Adaptive Replacement Cache in ZFS

Last week, I could not reach the OpenSolaris source browser. I was looking for an explanation of what is called the 'ARC', or Adaptive Replacement Cache, in ZFS.

In contrast to the venerable UFS and NFS, ZFS does not use the normal solaris VM subsystem for its page cache. Instead, pages are mapped into the kernel address space, and managed by the ARC.

Looking through the zfs-discuss archives, I did not find any explanation of the ARC, except for references to the solaris Architecture Council, which is useful enough in itself, but does not deal specifically with paging algoritms...

Googling around, I finally found some useful references: Roch Bourbonnais explains the acronym, and refer to the IBM Almaden research lab, where the Adaptive Replacement Cache algorithm was developed.

In the original IBM version, it uses a cache directory twice as large as needed for the cache size. The extra space is used to keep track of recently evicted entries, so we know if a cache miss actually refers to
a recently used page or not.

After I created the wiki entry I came up with this visualisation of the cache directory:

. . . [1 hit,evicted <-[1 hit, in cache <-|-> 2 hits, in cache]-> 2 hits, evicted] . . .

and the following for a modification in Solaris ZFS, which knows in advance that it
should not throw out certain pages:

. . . [1 hit,evicted <-[1 hit, in cache <-|non-evictable|-> 2 hits, in cache]-> 2 hits, evicted] . . .

The inner brackets represent the actual cache, while the outer brackets show the virtual directory, referring to evicted entries. The total size for the cache is of course fixed, but it moves freely between the outer brackets. In addition, the divider in the middle can also move around, favouring recent or frequent hits.

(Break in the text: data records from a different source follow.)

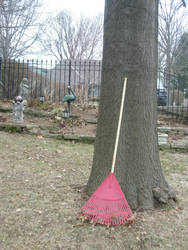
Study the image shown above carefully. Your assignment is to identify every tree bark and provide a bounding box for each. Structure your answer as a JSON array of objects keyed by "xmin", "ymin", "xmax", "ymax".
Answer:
[{"xmin": 86, "ymin": 0, "xmax": 176, "ymax": 210}]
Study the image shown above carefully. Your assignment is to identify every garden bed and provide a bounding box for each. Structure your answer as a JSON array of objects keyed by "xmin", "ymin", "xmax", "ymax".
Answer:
[{"xmin": 0, "ymin": 100, "xmax": 188, "ymax": 150}]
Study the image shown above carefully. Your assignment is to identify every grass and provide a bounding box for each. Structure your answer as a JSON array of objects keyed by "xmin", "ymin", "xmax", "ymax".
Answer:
[
  {"xmin": 0, "ymin": 131, "xmax": 188, "ymax": 250},
  {"xmin": 160, "ymin": 150, "xmax": 188, "ymax": 175}
]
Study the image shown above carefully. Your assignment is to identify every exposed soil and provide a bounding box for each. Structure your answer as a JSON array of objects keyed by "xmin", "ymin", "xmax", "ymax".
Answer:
[
  {"xmin": 0, "ymin": 100, "xmax": 98, "ymax": 136},
  {"xmin": 158, "ymin": 114, "xmax": 188, "ymax": 128},
  {"xmin": 0, "ymin": 100, "xmax": 188, "ymax": 145}
]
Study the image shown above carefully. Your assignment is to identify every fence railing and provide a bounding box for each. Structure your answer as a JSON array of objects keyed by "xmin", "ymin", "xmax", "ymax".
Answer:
[
  {"xmin": 157, "ymin": 70, "xmax": 188, "ymax": 121},
  {"xmin": 0, "ymin": 58, "xmax": 102, "ymax": 104},
  {"xmin": 0, "ymin": 58, "xmax": 188, "ymax": 121}
]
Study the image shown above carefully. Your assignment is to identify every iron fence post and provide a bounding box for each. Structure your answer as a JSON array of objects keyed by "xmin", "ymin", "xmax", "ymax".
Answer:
[{"xmin": 68, "ymin": 60, "xmax": 72, "ymax": 87}]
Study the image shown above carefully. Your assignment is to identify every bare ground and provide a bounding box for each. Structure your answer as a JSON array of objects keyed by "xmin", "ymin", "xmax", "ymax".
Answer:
[
  {"xmin": 0, "ymin": 100, "xmax": 98, "ymax": 137},
  {"xmin": 0, "ymin": 131, "xmax": 188, "ymax": 250},
  {"xmin": 1, "ymin": 101, "xmax": 188, "ymax": 144}
]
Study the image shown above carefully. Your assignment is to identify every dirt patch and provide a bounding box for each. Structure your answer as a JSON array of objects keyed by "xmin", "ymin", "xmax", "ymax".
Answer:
[
  {"xmin": 1, "ymin": 100, "xmax": 188, "ymax": 148},
  {"xmin": 0, "ymin": 100, "xmax": 98, "ymax": 137},
  {"xmin": 158, "ymin": 114, "xmax": 188, "ymax": 128},
  {"xmin": 0, "ymin": 132, "xmax": 188, "ymax": 249}
]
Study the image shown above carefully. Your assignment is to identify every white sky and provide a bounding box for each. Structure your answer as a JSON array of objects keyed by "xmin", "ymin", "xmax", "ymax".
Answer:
[
  {"xmin": 27, "ymin": 0, "xmax": 105, "ymax": 60},
  {"xmin": 43, "ymin": 0, "xmax": 105, "ymax": 17}
]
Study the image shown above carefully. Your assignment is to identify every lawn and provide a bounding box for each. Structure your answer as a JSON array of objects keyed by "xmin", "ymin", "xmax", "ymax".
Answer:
[{"xmin": 0, "ymin": 131, "xmax": 188, "ymax": 250}]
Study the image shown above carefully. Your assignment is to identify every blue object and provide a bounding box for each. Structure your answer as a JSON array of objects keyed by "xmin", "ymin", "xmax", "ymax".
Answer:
[{"xmin": 157, "ymin": 89, "xmax": 167, "ymax": 106}]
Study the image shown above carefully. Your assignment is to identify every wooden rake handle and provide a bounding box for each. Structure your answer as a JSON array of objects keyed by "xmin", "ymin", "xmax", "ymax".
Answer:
[{"xmin": 111, "ymin": 77, "xmax": 127, "ymax": 174}]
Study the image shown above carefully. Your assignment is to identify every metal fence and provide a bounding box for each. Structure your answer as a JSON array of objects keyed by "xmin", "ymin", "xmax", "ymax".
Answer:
[
  {"xmin": 0, "ymin": 58, "xmax": 188, "ymax": 121},
  {"xmin": 0, "ymin": 58, "xmax": 102, "ymax": 104},
  {"xmin": 157, "ymin": 70, "xmax": 188, "ymax": 122}
]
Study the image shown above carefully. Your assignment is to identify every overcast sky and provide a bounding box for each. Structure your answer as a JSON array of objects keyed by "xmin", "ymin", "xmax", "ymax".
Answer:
[
  {"xmin": 28, "ymin": 0, "xmax": 105, "ymax": 60},
  {"xmin": 43, "ymin": 0, "xmax": 105, "ymax": 17}
]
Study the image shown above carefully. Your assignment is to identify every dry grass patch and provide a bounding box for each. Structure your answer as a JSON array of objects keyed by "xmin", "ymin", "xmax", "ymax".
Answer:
[{"xmin": 0, "ymin": 131, "xmax": 188, "ymax": 250}]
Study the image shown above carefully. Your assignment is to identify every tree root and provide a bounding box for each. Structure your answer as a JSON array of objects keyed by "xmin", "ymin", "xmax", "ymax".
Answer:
[{"xmin": 153, "ymin": 186, "xmax": 177, "ymax": 205}]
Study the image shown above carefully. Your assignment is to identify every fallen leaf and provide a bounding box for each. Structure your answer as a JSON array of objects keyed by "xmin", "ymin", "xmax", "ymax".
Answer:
[{"xmin": 37, "ymin": 135, "xmax": 43, "ymax": 139}]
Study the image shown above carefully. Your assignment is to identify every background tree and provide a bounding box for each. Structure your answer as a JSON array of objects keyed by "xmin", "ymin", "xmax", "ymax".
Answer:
[
  {"xmin": 0, "ymin": 0, "xmax": 41, "ymax": 59},
  {"xmin": 181, "ymin": 0, "xmax": 186, "ymax": 7},
  {"xmin": 39, "ymin": 10, "xmax": 103, "ymax": 61},
  {"xmin": 172, "ymin": 32, "xmax": 188, "ymax": 96},
  {"xmin": 86, "ymin": 0, "xmax": 177, "ymax": 210},
  {"xmin": 158, "ymin": 0, "xmax": 186, "ymax": 72}
]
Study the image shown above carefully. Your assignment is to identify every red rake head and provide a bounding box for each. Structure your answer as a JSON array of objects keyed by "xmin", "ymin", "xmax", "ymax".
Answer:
[{"xmin": 79, "ymin": 173, "xmax": 134, "ymax": 226}]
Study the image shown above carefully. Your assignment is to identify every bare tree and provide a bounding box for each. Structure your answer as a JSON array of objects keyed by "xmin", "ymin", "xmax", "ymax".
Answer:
[
  {"xmin": 0, "ymin": 0, "xmax": 41, "ymax": 59},
  {"xmin": 39, "ymin": 10, "xmax": 103, "ymax": 61},
  {"xmin": 158, "ymin": 0, "xmax": 187, "ymax": 72},
  {"xmin": 181, "ymin": 0, "xmax": 186, "ymax": 7},
  {"xmin": 174, "ymin": 32, "xmax": 188, "ymax": 70}
]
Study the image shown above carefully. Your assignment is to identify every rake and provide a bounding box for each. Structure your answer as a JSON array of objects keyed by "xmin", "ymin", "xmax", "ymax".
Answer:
[{"xmin": 79, "ymin": 77, "xmax": 135, "ymax": 226}]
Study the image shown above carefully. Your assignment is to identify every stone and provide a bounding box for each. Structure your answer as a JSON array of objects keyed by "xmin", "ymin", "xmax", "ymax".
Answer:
[
  {"xmin": 19, "ymin": 78, "xmax": 29, "ymax": 101},
  {"xmin": 55, "ymin": 116, "xmax": 62, "ymax": 121},
  {"xmin": 13, "ymin": 77, "xmax": 29, "ymax": 122},
  {"xmin": 12, "ymin": 100, "xmax": 26, "ymax": 123},
  {"xmin": 158, "ymin": 133, "xmax": 168, "ymax": 145}
]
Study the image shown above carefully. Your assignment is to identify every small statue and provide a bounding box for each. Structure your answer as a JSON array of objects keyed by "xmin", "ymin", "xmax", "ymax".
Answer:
[
  {"xmin": 12, "ymin": 78, "xmax": 29, "ymax": 123},
  {"xmin": 12, "ymin": 96, "xmax": 26, "ymax": 123},
  {"xmin": 19, "ymin": 78, "xmax": 29, "ymax": 102}
]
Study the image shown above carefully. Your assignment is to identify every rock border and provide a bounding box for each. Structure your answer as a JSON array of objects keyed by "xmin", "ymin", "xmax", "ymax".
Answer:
[{"xmin": 0, "ymin": 122, "xmax": 187, "ymax": 150}]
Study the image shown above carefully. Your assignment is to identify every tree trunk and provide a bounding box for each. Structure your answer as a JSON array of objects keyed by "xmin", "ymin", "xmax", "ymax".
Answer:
[{"xmin": 86, "ymin": 0, "xmax": 176, "ymax": 210}]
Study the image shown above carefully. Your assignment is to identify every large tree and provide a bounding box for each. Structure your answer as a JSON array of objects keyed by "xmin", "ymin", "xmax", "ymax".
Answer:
[{"xmin": 86, "ymin": 0, "xmax": 177, "ymax": 210}]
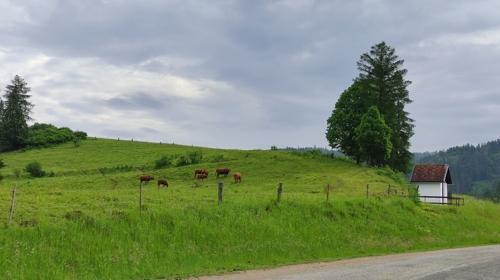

Because the cache is mapped into kernel memory, this puts quite some stress on 32bit (x86) systems, as the 4GB address space on that architecture is shared by kernel and user space. Space used by the cache limits the size of user processes. Don't run your DBMS on one of these.

Links:
Wikipedia: Adaptive_Replacement_Cache

2 comments:

Henk Langeveld said...

The source browser is back, arc.c can be found at http://src.opensolaris.org/source/xref/onnv/onnv-gate/usr/src/uts/common/fs/zfs/arc.c

Roch said...

Thanks for this.

Readers, do note that "the cache limits the size of user processes " applies to 32-bit kernels only.